Colonel Lee went on to describe the experience as fundamentally different than flying in other simulators against different A.I.s. “Until now, an A.I. opponent simply could not keep up with anything like the real pressure and pace of combat-like scenarios,” he said.

In other words, this is not a drill. We all thought 2005’s Stealth was a silly, unrealistic action movie that was a waste of Jessica Biel and Jaime Foxx’s talents, but it wasn’t. It was apparently a prediction about a future in which our aircraft can out-maneuver our best pilots with ease.

All that said, the fighter-A.I. isn’t likely to go rogue and start bulls-eyeing human pilots any time soon. For one thing, it still exists exclusively in the simulation environment. But DARPA’s integration of A.I. into drone behavior means that ALPHA’s potential as an autonomous wingman is very real. The A.I.’s reaction time is exponentially faster than a human’s, and it’s capable of coordinating tactical plans and responses to stimuli, even in the 1500-miles per hour world of air combat. The whole thing runs off of a computer no better than a budget laptop.

The secret, Psibernetix President and CEO Nick Ernest told the UC Magazine, is something called “Genetic Fuzzy Tree” computing. Essentially, the strangely-named GFT system takes calculations that would have previously needed a supercomputer and breaks them down into smaller “sub decisions,” that require crunching fewer variables.

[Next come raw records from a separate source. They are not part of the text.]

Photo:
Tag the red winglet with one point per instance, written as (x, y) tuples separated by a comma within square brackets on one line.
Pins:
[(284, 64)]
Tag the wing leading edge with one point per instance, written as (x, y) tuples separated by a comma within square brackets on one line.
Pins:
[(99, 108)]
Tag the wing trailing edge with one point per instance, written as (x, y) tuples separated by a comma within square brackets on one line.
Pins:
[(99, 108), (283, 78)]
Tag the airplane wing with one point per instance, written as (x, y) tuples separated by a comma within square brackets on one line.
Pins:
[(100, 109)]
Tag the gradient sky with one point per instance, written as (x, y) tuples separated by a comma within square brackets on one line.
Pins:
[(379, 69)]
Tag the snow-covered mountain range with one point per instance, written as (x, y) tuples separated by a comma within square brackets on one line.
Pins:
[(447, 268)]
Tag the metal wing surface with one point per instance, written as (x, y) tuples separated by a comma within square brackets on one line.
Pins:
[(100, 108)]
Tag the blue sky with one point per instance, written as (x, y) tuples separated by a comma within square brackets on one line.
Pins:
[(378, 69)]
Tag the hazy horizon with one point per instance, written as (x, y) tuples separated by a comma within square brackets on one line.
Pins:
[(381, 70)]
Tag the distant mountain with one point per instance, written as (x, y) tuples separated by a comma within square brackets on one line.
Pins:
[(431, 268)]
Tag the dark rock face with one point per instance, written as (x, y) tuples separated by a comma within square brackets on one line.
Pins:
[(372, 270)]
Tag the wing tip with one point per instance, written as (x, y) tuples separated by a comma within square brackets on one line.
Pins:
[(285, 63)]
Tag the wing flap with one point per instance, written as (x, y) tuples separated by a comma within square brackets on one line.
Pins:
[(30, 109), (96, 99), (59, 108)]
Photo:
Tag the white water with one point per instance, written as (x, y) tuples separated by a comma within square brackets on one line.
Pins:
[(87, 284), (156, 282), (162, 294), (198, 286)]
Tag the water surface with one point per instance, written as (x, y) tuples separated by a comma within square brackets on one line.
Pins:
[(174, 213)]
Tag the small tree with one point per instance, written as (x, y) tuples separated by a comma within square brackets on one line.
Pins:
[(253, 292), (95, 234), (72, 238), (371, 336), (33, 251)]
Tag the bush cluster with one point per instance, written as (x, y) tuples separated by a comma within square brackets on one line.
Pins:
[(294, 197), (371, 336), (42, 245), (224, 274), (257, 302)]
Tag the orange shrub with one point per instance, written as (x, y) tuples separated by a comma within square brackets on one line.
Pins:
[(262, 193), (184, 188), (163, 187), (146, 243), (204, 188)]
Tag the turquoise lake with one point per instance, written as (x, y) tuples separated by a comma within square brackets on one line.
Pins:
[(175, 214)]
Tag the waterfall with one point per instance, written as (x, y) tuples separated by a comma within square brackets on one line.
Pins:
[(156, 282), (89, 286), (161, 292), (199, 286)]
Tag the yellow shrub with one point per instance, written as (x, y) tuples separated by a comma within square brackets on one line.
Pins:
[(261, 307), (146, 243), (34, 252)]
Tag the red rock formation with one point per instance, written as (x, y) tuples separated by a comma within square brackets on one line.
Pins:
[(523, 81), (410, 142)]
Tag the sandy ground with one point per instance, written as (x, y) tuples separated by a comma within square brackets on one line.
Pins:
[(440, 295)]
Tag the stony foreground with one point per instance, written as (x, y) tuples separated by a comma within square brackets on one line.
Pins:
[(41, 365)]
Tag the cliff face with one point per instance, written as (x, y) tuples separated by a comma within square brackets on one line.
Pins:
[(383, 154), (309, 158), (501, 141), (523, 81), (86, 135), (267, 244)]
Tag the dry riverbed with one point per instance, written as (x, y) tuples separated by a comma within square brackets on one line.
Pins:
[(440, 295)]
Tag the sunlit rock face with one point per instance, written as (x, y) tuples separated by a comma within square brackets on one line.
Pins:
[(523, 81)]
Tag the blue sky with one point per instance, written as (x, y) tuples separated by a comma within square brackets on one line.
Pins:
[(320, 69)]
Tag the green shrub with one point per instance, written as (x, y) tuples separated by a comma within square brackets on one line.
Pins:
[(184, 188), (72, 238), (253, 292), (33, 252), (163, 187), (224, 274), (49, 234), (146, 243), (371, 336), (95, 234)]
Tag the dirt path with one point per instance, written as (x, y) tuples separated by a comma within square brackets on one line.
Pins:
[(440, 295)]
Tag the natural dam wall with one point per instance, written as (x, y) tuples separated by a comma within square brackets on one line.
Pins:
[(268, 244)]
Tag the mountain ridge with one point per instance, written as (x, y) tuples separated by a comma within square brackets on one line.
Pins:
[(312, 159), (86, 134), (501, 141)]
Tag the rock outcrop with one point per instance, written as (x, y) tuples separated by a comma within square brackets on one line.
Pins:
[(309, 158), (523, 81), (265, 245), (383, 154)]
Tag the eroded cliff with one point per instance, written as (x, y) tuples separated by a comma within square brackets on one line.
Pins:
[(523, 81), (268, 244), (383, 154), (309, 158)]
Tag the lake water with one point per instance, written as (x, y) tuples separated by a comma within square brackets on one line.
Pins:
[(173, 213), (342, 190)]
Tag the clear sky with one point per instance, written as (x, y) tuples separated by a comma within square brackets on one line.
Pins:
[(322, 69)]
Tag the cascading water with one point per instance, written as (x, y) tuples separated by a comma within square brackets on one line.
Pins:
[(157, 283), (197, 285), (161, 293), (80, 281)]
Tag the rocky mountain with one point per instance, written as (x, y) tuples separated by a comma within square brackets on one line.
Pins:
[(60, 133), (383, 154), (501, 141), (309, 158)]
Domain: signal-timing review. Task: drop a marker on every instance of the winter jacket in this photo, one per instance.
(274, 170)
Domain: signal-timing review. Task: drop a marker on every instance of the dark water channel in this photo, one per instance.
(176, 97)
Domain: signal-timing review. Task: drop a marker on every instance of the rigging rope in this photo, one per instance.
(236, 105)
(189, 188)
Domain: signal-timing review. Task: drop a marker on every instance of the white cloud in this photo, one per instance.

“The easiest way I can describe the Genetic Fuzzy Tree system is that it’s more like how humans approach problems,” Ernest says. Instead of crunching every tiny variable like a supercomputer, the GFT system decides to look at the most relevant problem at hand and just crunch for that, tossing the other variables out in order to make faster decisions in a changing environment.

From left: Col. Lee, Ernest, and UC's Kelly Cohen in the flight simulator.

Lisa Ventre, UC Creative Services

UC aerospace professor Kelly Cohen says that the ALPHA system, as it continues to learn and adapt to future versions, will become the dogfighting equivalent of AlphaGo or another better-than-human supercomputer.

“In terms of emulating human reasoning, I feel this is to unmanned aerial vehicles what the IBM/Deep Blue vs. Kasparov was to chess,” Cohen said. As it stands, it could be an incredible asset to the military — but if it goes rogue, even Maverick and Kenny Loggins might not be able to save us.